Jamestown Canyon virus is another mosquito-borne California serogroup orthobunyavirus that is closely related to La Crosse virus. , Aedes and Ochlerotatus spp. mosquitoes likely are the primary vectors, and deer appear to be important amplifying hosts. , Although Jamestown Canyon virus is widely distributed throughout temperate North America, until recently, reports of human Jamestown Canyon virus infection had been rare, in part owing to a lack of available diagnostic testing. From 2010 to 2019, 208 cases of Jamestown Canyon virus disease were reported to the US Centers for Disease Control and Prevention (CDC). Most cases (90%) occurred from April through September, but, in contrast to La Crosse virus, only 13 (7%) occurred in children. Overall, 125 (69%) of the reported cases were male.
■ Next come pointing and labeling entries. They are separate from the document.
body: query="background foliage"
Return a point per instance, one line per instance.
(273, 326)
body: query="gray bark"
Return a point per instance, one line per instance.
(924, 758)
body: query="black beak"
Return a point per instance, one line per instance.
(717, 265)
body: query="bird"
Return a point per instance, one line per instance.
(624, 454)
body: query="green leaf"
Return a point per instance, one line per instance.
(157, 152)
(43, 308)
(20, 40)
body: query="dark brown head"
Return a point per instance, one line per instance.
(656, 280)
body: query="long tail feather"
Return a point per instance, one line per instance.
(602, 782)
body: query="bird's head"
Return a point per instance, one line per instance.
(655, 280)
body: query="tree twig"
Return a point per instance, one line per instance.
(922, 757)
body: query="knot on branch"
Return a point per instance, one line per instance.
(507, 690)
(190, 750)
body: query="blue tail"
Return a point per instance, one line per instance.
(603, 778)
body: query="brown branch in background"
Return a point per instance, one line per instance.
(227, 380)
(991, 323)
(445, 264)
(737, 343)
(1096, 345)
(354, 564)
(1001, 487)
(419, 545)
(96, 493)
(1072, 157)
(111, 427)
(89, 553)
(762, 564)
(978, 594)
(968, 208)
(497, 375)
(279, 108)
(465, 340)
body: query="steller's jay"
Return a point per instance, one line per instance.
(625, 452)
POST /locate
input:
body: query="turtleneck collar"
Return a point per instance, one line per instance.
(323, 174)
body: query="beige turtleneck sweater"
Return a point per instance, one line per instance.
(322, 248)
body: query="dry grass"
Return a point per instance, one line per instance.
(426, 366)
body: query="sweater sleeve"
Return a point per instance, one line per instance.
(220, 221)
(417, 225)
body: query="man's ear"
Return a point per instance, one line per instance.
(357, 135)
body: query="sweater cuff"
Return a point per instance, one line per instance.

Almost all of the cases (98%) were identified since 2013, the first year CDC implemented routine Jamestown Canyon virus antibody testing, suggesting the disease has been historically under-recognized. , Although cases were reported from 22 states, 161 (77%) were residents of Wisconsin or Minnesota. Recent enhanced surveillance activities have identified additional cases in upper Midwest and northeastern states. , However, for some of these cases, it is not clear if the finding of Jamestown Canyon virus antibodies in serum reflects recent or previous infection or is due to cross-reactivity with another California serogroup virus.